I do find that I began to miss more regular exposure to an international setting. As I write this and look at the sources of news I’m beginning to allow back into my life, I realize that the desire to increase this exposure has been a big driver in adding some news back into my life.

So far the experiment seems to be working pretty well. I record the daily BBC World News morning broadcast each day and listen to the first half of it while having breakfast. I subscribed to Monocle magazine last year and try and find some time to work through it each month. I listen to WBGO a jazz and NPR affilate out of Newark, NJ, each morning and late afternoon. WBGO broadcasts what is, at least for me, a good schedule of news briefs on each half hour in the morning and then again in the evening, rather than each half hour throughout the day. I try and remember to switch to WNYC at least once a day to get the daily local NYC NPR summary too.

I download the Financial Times weekend edition to my Kindle each Saturday and scan the news sections and try to spend some extra time enjoying the Weekend section throughout the weekend. I found that even though I much prefer to page through the print version of the Financial Times Weekend Edition, the FT unfortunately does not offer weekend only print subscriptions to US subscribers. Downloading the Kindle edition for $0.75 is the least expensive and most convenient way to have access to the Weekend Edition’s content.

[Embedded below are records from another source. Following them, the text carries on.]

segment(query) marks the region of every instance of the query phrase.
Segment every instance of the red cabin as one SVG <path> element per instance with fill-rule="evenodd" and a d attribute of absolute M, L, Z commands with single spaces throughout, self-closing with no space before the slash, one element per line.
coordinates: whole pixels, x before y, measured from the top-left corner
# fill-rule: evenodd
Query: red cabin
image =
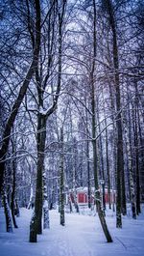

I haven’t tried to add the Sunday New York Times back into the rotation, as I found that when I did subscribe to it, I would need to set aside a solid chunk of time to focus on it, otherwise I just felt frustrated when it would sit on the coffee table only partially processed each weekend.

This slow leak of news back into my life seems to be working so far. I’m starting to feel more of a connection with the larger world as a whole, rather than seen throught the bubble that NYC can be sometimes. I think what concerns me is that if I don’t keep a close eye on the stream of information, my natural curiosity, if not kept somewhat in check, can slowly, or maybe even pretty quickly, cause the stream become an overwhelming, overflowing, and raging river! In an attempt to prevent this, I’m trying to temper my natural curiosity so that the news stream doesn’t become more draining than enlightening. I’ll be curious to see if the process of controlling the stream gets easier and doesn’t end up becoming a drain on me in and of itself.

(As an aside, I wrote this post in two parts, between yesterday and today. I found myself spending more time than usual not really rolling with it and trying to get this last paragraph, which I wrote today, just right. I can’t tell if it was my prior English training telling me to get it just right or me trying to figure out exactly how this news experiment has been working for me. As I write this I think it’s more the latter than the former.)